Configuration management is another concept. I don’t want to go off on a tangent spouting derivitive fluff, but the separate moving parts of ‘checking-adding-removing’ in configuration management tools add to the debug-ability of a management process. Testing what the current state is, and having the actions performed separately lets you benchmark each part individually, as well.
So to bring this back to the thesis – if you’re running a process to enable ARD for your admin user(s) every 15 minutes, you’re wasting resources, and potentially causing instability if that happens to be the moment someone’s trying to connect over screensharing. (Same for blindly running Apple updates on a continuous basis without a QA and approval process, like the concepts of branches in Reposado and catalogs in Munki, but that’s just common sense.) Even for other recent security audit-type tasks, if you’re checking for the exact ntp or bash version to patch, or a step further simulating the benign examples of exploits available for the software, you shouldn’t go ahead and fix it in the same session.
(Although cool, doing exploit checks by exercising code paths on anything but a small cross-section of your customers would be processor-intensive and could possibly widen an attack surface, so discretion is advised there as well. It’s certainly an admirable practice when a fix is still not officially pushed from the vendor, and/or if the number of different exploits may still be unknown, to help gauge the effectiveness of a patch as it rolls out.)
If you’re using Casper, cascading between smart groups makes it easy to have a modular process, which comes in handy in case either the detection or the remediation/orchestration steps require tweaking. ‘Real’ configuration management tools have the modular parts built in to their processes (the mechanism of which is called ‘providers’ and the things to operate on are classified as ‘types’ in Puppet). There are folks who think it’s fine to enforce a state on every boot, and that’s more understandable, especially when it’s tied to the management system so it can be logged and reported on. That’s commonly for the more permanent (and usually well-tested and robust) parts of ‘enforcing’ a setup, not my definition of orchestration, so it’s easier to accept that remediation will occur on every boot.

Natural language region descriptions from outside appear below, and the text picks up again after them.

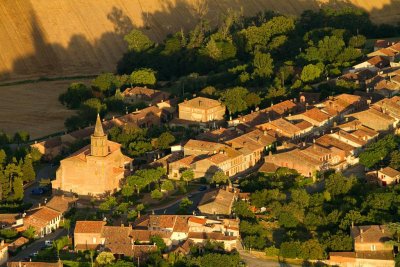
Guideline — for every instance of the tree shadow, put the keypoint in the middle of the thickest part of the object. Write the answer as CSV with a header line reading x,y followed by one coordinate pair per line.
x,y
88,54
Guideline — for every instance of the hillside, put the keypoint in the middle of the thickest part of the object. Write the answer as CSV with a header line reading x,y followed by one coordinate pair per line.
x,y
76,37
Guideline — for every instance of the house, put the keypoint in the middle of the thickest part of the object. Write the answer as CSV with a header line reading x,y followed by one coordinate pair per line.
x,y
44,220
17,243
3,252
201,109
101,163
10,220
143,94
375,119
62,203
34,264
388,176
217,202
375,63
370,248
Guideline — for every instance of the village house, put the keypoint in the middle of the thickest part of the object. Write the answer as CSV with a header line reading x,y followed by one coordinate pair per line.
x,y
3,252
17,243
217,202
388,176
44,220
201,109
143,94
376,120
370,248
101,163
34,264
287,129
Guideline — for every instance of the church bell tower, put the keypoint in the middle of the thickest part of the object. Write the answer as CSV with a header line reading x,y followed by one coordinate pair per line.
x,y
98,140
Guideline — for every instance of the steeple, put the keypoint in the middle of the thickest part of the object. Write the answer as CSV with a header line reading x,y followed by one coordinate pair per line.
x,y
98,129
98,140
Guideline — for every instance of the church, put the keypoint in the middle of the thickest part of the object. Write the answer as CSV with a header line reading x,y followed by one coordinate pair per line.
x,y
95,170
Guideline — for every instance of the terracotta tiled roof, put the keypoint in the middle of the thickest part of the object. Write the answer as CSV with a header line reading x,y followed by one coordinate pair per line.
x,y
61,203
370,234
210,236
390,172
197,220
201,102
316,114
83,227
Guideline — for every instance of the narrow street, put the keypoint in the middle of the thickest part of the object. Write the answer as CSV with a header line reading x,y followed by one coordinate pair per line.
x,y
38,244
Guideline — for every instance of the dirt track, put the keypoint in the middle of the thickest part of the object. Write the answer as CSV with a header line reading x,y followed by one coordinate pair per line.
x,y
75,37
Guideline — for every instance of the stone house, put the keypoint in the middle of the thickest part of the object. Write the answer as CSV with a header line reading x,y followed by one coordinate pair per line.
x,y
201,109
44,220
388,176
217,202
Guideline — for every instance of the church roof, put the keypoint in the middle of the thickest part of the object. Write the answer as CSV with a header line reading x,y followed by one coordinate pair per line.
x,y
98,129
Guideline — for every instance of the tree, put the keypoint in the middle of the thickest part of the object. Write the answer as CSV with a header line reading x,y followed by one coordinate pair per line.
x,y
143,77
165,140
184,205
29,233
357,41
105,258
167,185
220,177
234,99
187,175
156,194
156,239
263,65
18,188
242,210
252,100
310,73
338,184
27,169
138,41
106,83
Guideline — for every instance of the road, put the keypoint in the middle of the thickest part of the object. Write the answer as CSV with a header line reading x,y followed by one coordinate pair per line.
x,y
174,207
38,244
253,261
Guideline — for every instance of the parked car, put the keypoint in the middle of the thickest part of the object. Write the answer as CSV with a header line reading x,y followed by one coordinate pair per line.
x,y
202,188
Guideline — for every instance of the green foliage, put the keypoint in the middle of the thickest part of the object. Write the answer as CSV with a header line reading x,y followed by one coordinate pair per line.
x,y
184,205
156,194
143,77
105,258
263,65
220,178
106,83
138,41
375,152
156,239
234,99
29,233
167,185
165,140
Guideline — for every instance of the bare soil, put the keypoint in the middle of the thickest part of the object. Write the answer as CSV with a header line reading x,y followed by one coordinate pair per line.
x,y
34,108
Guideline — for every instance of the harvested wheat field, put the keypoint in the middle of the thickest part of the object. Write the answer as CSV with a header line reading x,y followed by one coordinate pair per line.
x,y
76,37
33,108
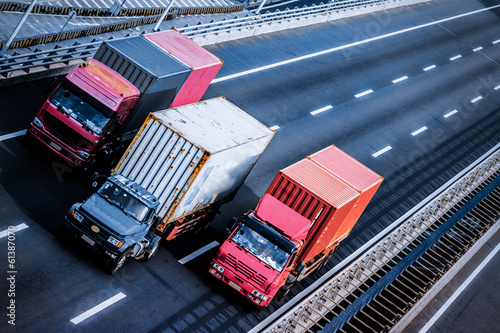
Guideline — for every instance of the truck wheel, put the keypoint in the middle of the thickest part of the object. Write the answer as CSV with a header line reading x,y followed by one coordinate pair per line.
x,y
155,248
280,295
62,233
201,228
116,264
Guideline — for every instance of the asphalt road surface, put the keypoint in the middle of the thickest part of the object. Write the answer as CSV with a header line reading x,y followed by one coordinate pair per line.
x,y
416,108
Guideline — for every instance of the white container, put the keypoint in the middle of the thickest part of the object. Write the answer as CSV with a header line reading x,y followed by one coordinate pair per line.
x,y
193,156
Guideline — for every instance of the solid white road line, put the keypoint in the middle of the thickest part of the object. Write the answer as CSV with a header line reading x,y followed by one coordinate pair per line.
x,y
457,293
17,228
279,4
380,152
451,113
400,79
198,252
370,243
346,46
364,93
420,130
478,98
326,108
89,313
12,135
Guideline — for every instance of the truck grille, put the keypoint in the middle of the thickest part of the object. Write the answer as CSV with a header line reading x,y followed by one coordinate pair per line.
x,y
244,270
67,132
102,236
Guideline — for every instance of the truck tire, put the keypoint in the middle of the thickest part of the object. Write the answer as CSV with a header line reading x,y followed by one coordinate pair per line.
x,y
62,233
115,265
280,295
153,251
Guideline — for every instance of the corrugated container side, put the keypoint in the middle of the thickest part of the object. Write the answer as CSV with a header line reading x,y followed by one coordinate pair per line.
x,y
358,209
222,175
320,197
195,155
158,75
196,85
352,172
163,162
204,64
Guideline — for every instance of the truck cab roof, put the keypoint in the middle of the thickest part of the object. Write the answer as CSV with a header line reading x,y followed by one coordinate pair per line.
x,y
135,189
102,83
282,217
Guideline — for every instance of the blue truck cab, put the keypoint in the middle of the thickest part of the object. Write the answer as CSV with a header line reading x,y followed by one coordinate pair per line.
x,y
116,222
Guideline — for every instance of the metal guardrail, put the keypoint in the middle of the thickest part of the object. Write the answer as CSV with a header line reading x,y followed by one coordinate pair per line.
x,y
342,291
24,63
44,9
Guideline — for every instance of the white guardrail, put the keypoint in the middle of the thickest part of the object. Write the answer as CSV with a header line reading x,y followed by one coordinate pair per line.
x,y
217,32
339,285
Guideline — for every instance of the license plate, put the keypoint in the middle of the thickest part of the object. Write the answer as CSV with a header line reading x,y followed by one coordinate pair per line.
x,y
88,240
55,146
234,285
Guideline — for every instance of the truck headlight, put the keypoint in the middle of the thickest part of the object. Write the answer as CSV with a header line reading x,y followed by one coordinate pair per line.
x,y
115,241
84,154
77,216
218,267
259,295
37,122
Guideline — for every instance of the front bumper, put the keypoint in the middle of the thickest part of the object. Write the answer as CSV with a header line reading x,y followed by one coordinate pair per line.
x,y
56,146
239,285
86,239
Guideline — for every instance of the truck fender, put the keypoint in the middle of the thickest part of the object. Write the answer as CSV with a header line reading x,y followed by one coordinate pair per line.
x,y
138,248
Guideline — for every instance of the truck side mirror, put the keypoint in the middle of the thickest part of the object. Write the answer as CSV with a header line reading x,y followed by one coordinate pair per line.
x,y
232,225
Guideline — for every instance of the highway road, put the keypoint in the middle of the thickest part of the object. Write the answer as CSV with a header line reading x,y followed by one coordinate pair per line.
x,y
416,108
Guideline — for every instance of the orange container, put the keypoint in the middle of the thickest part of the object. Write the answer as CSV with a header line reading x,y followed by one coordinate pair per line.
x,y
329,188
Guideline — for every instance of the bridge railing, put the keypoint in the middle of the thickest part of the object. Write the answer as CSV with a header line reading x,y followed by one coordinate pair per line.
x,y
314,304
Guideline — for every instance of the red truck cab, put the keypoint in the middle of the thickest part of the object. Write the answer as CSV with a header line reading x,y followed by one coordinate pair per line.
x,y
312,204
261,250
85,108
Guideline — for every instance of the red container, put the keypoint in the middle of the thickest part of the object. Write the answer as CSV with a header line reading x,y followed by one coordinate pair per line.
x,y
329,188
204,64
358,176
320,197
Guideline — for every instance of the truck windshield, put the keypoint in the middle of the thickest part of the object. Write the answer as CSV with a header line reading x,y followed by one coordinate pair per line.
x,y
261,247
120,198
66,98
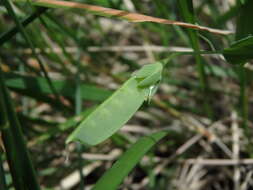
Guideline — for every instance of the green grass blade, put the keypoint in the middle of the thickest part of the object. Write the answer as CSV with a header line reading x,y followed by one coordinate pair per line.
x,y
115,175
243,30
29,42
38,85
20,164
240,51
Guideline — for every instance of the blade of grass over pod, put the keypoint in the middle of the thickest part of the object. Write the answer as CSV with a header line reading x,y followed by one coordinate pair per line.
x,y
240,51
113,113
22,171
115,175
65,88
109,12
13,31
187,11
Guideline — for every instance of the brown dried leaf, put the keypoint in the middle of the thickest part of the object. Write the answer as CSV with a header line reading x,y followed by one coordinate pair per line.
x,y
132,17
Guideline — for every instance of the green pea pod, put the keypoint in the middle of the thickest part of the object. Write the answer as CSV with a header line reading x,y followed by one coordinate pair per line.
x,y
113,113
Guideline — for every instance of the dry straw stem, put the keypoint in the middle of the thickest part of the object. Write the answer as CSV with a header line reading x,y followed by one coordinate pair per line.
x,y
108,12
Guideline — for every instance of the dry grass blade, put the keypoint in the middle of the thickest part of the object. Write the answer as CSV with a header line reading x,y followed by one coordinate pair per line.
x,y
132,17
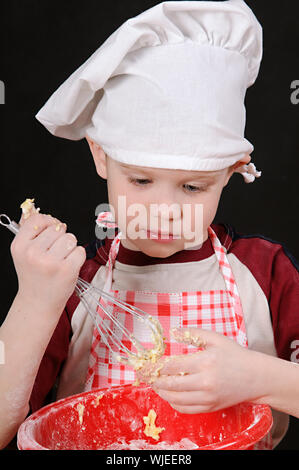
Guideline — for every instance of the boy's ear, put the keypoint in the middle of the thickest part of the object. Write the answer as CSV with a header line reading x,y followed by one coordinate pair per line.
x,y
245,160
99,157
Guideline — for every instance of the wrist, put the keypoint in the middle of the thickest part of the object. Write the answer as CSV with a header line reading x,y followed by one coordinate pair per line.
x,y
36,307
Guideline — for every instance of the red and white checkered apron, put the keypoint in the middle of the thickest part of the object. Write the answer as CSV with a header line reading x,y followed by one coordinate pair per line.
x,y
218,310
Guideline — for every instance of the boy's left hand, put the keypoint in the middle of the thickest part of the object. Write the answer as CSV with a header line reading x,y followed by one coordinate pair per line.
x,y
221,375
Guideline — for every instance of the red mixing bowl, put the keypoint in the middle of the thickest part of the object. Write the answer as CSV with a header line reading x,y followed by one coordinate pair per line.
x,y
113,419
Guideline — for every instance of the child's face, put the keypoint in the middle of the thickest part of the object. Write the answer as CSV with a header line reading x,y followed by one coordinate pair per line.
x,y
190,202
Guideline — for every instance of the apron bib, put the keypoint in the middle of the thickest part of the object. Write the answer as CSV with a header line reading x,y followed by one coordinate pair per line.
x,y
217,310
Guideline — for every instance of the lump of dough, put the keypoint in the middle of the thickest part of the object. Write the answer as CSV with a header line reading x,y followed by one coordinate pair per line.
x,y
151,430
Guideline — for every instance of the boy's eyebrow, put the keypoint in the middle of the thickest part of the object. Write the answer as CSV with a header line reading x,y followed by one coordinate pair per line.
x,y
191,174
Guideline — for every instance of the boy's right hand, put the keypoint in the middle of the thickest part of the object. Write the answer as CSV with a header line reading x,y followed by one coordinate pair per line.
x,y
47,261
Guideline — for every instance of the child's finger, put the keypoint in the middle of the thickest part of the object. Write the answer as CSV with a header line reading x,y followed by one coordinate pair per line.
x,y
63,246
197,337
48,236
179,365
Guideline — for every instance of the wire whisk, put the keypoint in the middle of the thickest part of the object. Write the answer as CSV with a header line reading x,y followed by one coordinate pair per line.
x,y
104,310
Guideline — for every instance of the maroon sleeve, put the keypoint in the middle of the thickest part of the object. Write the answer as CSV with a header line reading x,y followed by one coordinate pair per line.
x,y
277,273
57,349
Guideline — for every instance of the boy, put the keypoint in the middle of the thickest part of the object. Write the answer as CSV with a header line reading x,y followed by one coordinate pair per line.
x,y
172,141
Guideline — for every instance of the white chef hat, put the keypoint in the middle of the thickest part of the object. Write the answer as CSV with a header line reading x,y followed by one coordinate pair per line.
x,y
167,88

But at that critical point when the security department calls or you need to lead your fleet through a change in services they rely on, please think about adding reliability and robustness to the process by building it modularly. Sometimes even your checks may have a cost in resources and will need to run on a randomized trigger to avoid the ‘stampeding herd’ effect on your services – if an orchestration task kills your network before it can apply a fix… well, now you have two problems. And seriously, please, where applicable, stop changing stuff without first, separately, checking its state. It’s good and it’s good for you. Agreed?